The Echo Problem
All the world’s telephones are individually connected to the rest of the system by what we call two-wire local loops. Speech travels in both directions on the same wires over these local parts of the circuit. In other parts of the system, where speech travels farther and must be amplified, it is carried over four-wire circuits. These consist of two pairs of wires, one for transmission in each direction. At the junctions where the two-wire and four-wire parts of the telephone system meet, specially designed transformers, called hybrid coils, are used.
It is impossible to have these junctions between two-wire and four-wire circuits always in perfect balance, so part of the speech that reaches a local loop will be reflected back along the path on which it arrived. Unless a circuit has been specially treated, this reflected speech will get all the way back to where it started, and the talker will hear an echo of his own voice. When the circuit is short enough, the echo is heard almost instantaneously, and is not bothersome. But when the echo is delayed by a twentieth of a second or more, it can become extremely annoying, and even temporarily destroy one’s ability to speak coherently.
Telephone engineers have long been aware that this echo effect was present on their long-distance circuits, and they have not let it go unchecked. Devices known as echo suppressors are installed on circuits that have more than a critical amount of delay. They are placed in a four-wire part of the circuit, where there is one-way transmission over each pair. Since incoming and outgoing sounds are using separate paths, an echo suppressor can attenuate or shut off the return path when speech is coming in on the other path.

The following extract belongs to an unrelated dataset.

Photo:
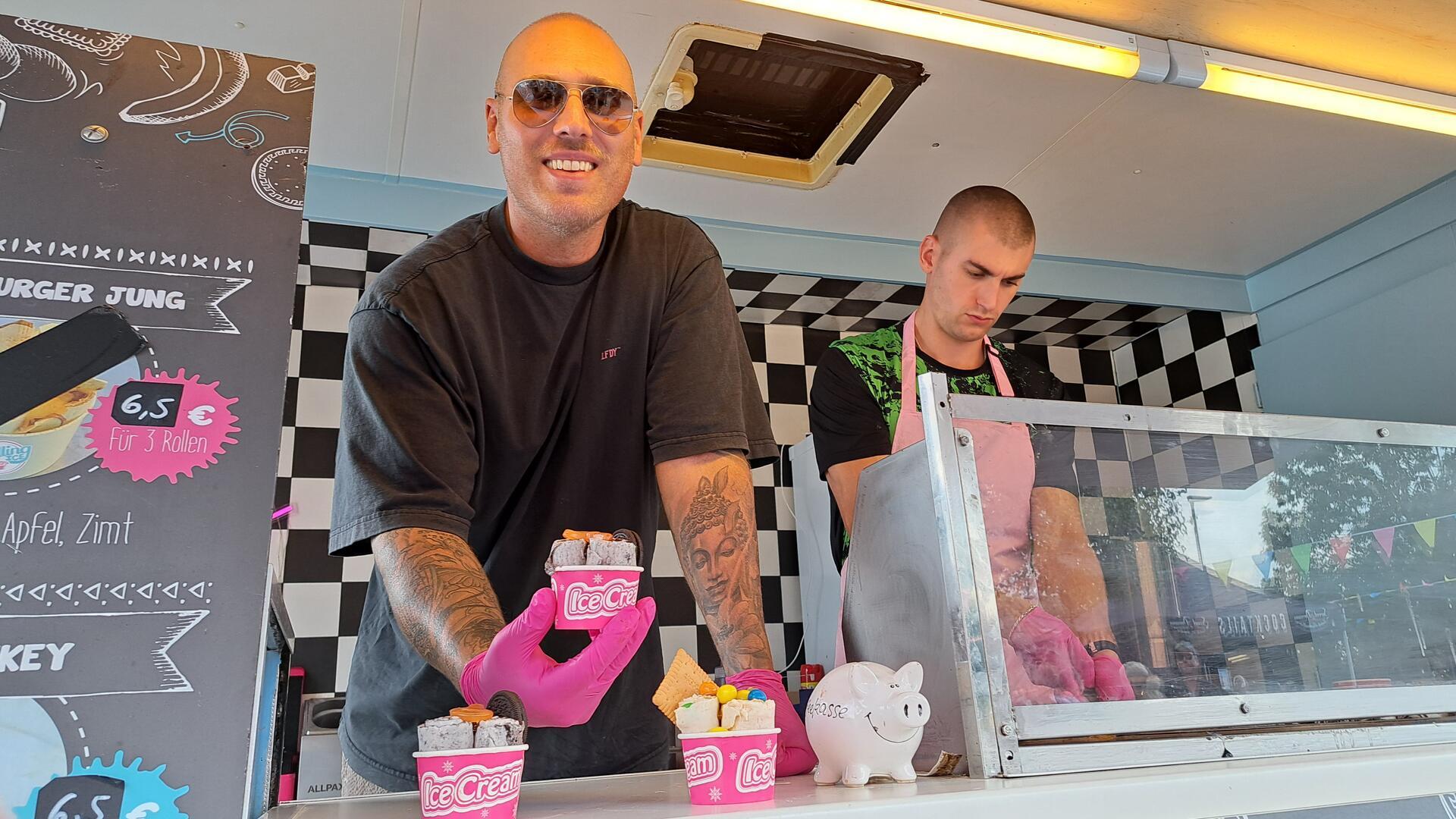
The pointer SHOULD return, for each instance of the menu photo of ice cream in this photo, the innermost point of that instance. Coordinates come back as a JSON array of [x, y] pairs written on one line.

Unfortunately, echo suppressors have effects of their own on transmission. They may, for example, cut off some speech that should be getting through, because they can’t distinguish it from echo. Echo suppressors can be made more sophisticated, but whether they can be made to operate more successfully than present ones is not clear. And the problem of adapting them to the long delays of synchronous satellite circuits will require a great deal of research and development effort.